The Fighter

It seems that as long as there continue to be boxers, there will continue to be movies based on their true stories. That so many of these stories are similar to one another hardly matters. He’s poor; he’s a nobody; he just needs a chance; someone is holding him back — it’s a formula. And we like it.

Micky Ward is the subject of “The Fighter,” and his story is as nondescript as the title. But in the capable hands of director David O. Russell (“Three Kings,” “I Heart Huckabees”), working from a screenplay by Scott Silver, Paul Tamasy, and Eric Johnson, Micky Ward’s hardscrabble rise to the top — OK, to the middle — makes for a compelling underdog sports drama.
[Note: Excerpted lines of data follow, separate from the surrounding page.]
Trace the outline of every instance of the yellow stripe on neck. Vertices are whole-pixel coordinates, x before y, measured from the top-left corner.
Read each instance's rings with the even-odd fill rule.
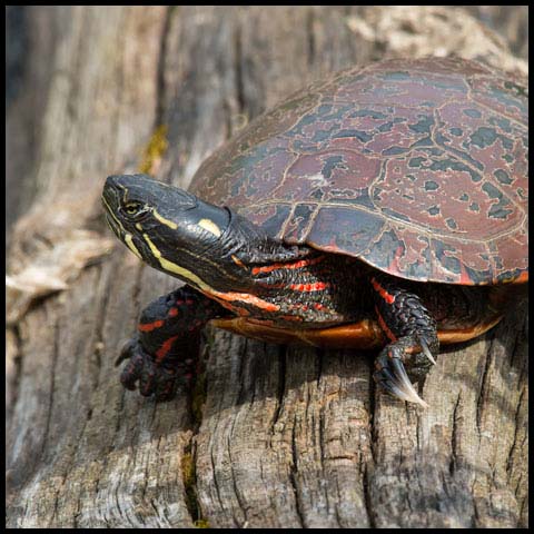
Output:
[[[211,219],[200,219],[198,226],[201,226],[214,236],[220,237],[220,228]]]
[[[147,241],[148,246],[150,247],[150,250],[152,251],[154,256],[158,258],[159,265],[168,271],[168,273],[174,273],[175,275],[180,276],[181,278],[186,278],[188,280],[191,280],[194,284],[196,284],[200,289],[205,290],[212,290],[204,280],[201,280],[195,273],[191,273],[188,269],[185,269],[184,267],[180,267],[177,264],[174,264],[172,261],[169,261],[168,259],[165,259],[161,256],[161,253],[158,250],[156,245],[151,241],[151,239],[144,234],[142,237]]]
[[[128,246],[128,248],[139,258],[142,259],[141,254],[137,249],[136,245],[134,244],[134,239],[131,237],[131,234],[125,234],[125,243]]]

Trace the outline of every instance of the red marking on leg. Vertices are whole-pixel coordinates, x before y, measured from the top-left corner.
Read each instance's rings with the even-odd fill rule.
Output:
[[[323,261],[324,258],[324,256],[318,256],[317,258],[299,259],[298,261],[293,261],[289,264],[271,264],[264,267],[254,267],[253,275],[259,275],[260,273],[270,273],[277,269],[299,269],[300,267],[307,267],[308,265],[318,264],[319,261]]]
[[[309,293],[309,291],[322,291],[323,289],[329,287],[328,283],[325,281],[316,281],[314,284],[291,284],[289,289],[300,293]]]
[[[385,332],[386,336],[392,340],[392,342],[396,342],[397,340],[397,336],[395,336],[395,334],[389,329],[389,327],[386,325],[386,322],[384,320],[384,318],[382,317],[380,313],[378,312],[378,308],[375,306],[375,312],[376,312],[376,316],[378,318],[378,324],[380,325],[380,328]]]
[[[155,320],[154,323],[139,324],[137,326],[137,329],[139,332],[152,332],[156,328],[161,328],[164,325],[165,325],[165,320],[158,319],[158,320]]]
[[[164,344],[156,350],[156,362],[160,363],[169,350],[172,348],[172,344],[178,339],[179,336],[169,337]]]
[[[387,293],[377,281],[375,278],[370,279],[370,284],[375,288],[375,290],[378,293],[378,295],[387,303],[387,304],[393,304],[395,301],[395,297]]]

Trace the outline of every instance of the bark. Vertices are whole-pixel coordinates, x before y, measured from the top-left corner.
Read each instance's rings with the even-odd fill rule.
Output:
[[[75,228],[109,237],[107,175],[148,168],[187,186],[279,98],[396,53],[363,29],[368,13],[71,8],[50,61],[36,199],[9,268]],[[212,328],[195,386],[155,404],[122,389],[113,362],[140,309],[175,285],[117,245],[11,325],[7,526],[527,526],[525,304],[442,352],[426,411],[376,390],[372,354]]]

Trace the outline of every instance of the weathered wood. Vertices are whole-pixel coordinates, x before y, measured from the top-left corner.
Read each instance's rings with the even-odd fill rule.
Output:
[[[73,8],[50,66],[39,194],[10,269],[31,259],[36,235],[50,247],[72,226],[107,235],[108,174],[149,159],[187,186],[284,95],[382,57],[368,37],[376,18],[343,7]],[[141,157],[161,125],[171,149]],[[10,330],[8,526],[527,525],[525,305],[442,353],[426,411],[376,390],[373,355],[212,328],[194,390],[156,405],[121,388],[113,360],[142,306],[174,286],[117,246]]]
Played with his usual earnestness by Mark Wahlberg, Micky is an amateur boxer in the mid-’90s in Lowell, Mass., an economically depressed dump 30 miles from Boston. His older half-brother, Dicky Eklund (Christian Bale), used to be a fighter too — his claim to fame is a 1978 match with Sugar Ray Leonard — but now he’s is a full-time crack addict. Dicky, self-described as being “squirrelly as f***,” hopes for a comeback, though the crack addiction makes this unlikely. In the meantime, he’s acting as Micky’s trainer, with their mother, Alice (Melissa Leo), serving as manager.

After a disastrous fight against an opponent who outweighs him, Micky hears of opportunities to train in real facilities, for real money. Alice’s reaction: “You can’t trust him, he ain’t family.” Also untrustworthy, in Alice’s view, is Micky’s new girlfriend, a sweet but trash-talking bartender named Charlene (Amy Adams). Alice believes no one who isn’t a blood relative should be allowed to influence Micky’s actions. It doesn’t matter that Alice is a poor manager and Dicky is too cracked-out to be a good trainer. They are right for their jobs by virtue of being Micky’s mother and brother.

Lowell is depicted as a town full of loud, sweaty white trash where everybody drinks and fights a lot. Alice bore Dicky and Micky plus seven — seven! — other children, all girls, each skankier than the last. (They hate Charlene because she is slightly less skanky than they are.) It’s hard not to mock characters like that, but “The Fighter” generally treats them seriously. Russell doesn’t downplay their lower-class foibles; he just uses naturalistic touches rather than big, broad strokes to depict them. It’s a tramp stamp here, a pair of gaudy earrings there, a ratty hairstyle on this one, a crack-smoker’s smile on that one.

Melissa Leo, who earned an Oscar nomination for “Frozen River” a few years ago, shines again here as Micky’s jealous, flawed mother. Familiar TV actor Jack McGee (“Rescue Me”) helps out as her second husband. For added authenticity, Micky’s trainer and mentor, a cop named Mickey O’Keefe, is played by the actual Mickey O’Keefe who trained Micky Ward.

It’s hard not to see shades of “Rocky” and “Raging Bull” in some of the story details, but by no means does “The Fighter” come off as a retread. By focusing on the volatile relationship between brothers Micky and Dicky, Russell finds a wealth of emotional material, not to mention human comedy. (“The Fighter” is much funnier than you might expect it to be.) Wahlberg, rock-solid in the lead, may be overshadowed by Bale, whose fully formed drug-addict character is astonishingly real. Yet in the end, I was surprised at how invested I was in Micky’s boxing career, not in Dicky’s personal demons. The film’s final match is terrifically exciting, in part because of the thrilling way Russell shoots it, but mostly because of how eager we are for Micky to succeed.

B+ (1 hr., 55 min.; R, pervasive harsh profanity, brief moderate sexuality, a lot of boxing violence.)